Time Warner (s TWX) has been aggressively touting its TV Everywhere strategy, which enables cable subscribers to view certain online content from cable networks that they’ve already paid for. And it’s invested heavily in building its HBO Go and Max Go video offerings so that partners like Comcast (s CMCSA) and Verizon (s VZ) can give their subscribers access to these value-added services.
But on today’s earnings call, an interesting thing happened: Chairman and CEO Jeff Bewkes didn’t outright dismiss the possibility of going direct to consumers with an online offering, saying the premium cable network could do so if its distribution partners don’t roll out authenticated services quickly enough. In response to an analyst asking if HBO could market its online offering direct to consumers, Bewkes said:
“[O]n the question you raised about HBO going direct, we do have the ability to do that. And it’s not something that we have decided to do today because… we have a very good relationship… [with] all the different distributors… If that doesn’t work well, or speedily enough, then we have the option of adding a direct sale of HBO.”
While Bewkes essentially said the company had no immediate plans for a direct-to-consumer offering, what’s surprising is that he didn’t dismiss the idea out of hand. After all, Time Warner — more than most other media conglomerates — has been aggressively banging the drum for authenticated video services tied to its distribution partners’ cable subscriptions. Along with Comcast, Time Warner originated the idea of TV Everywhere, and has been a big advocate of the initiative ever since. So the possibility of a consumer-facing online video offering seems like a bit of an about-face for HBO.

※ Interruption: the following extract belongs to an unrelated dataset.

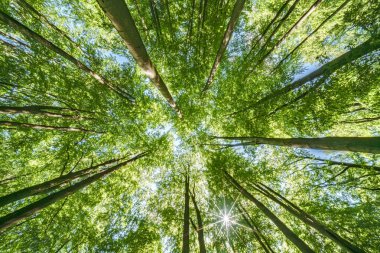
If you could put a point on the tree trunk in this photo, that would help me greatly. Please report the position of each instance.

What’s clear is that if Time Warner does make a play for HBO subscribers with an over-the-top offering, it won’t be doing so by partnering with Netflix, (s NFLX) as cable networks Starz and Epix had. In fact, it would most likely be offering the service as a competitor to Netflix’s Watch Instantly streaming service. Time Warner executives have been fairly critical of other content owners for making their broadband video content available online through Netflix and Hulu. Referring to Warner Bros. digital distribution on the call, Bewkes said:
“[W]e absolutely evaluate everything… [but] we’re not going forward to sales and licensing agreements within like Netflix or Hulu in the context of what is best, in this case, for Warner Bros. on providing the most healthy revenue support for the licensing that we do because there a lot of things that have been proposed in “digital” that are really not in the interest of the studio… And as you can tell by the things we’ve done and not done, we don’t agree with some of the moves that our studio competitors have taken. We think it’s bad for the value of their content.”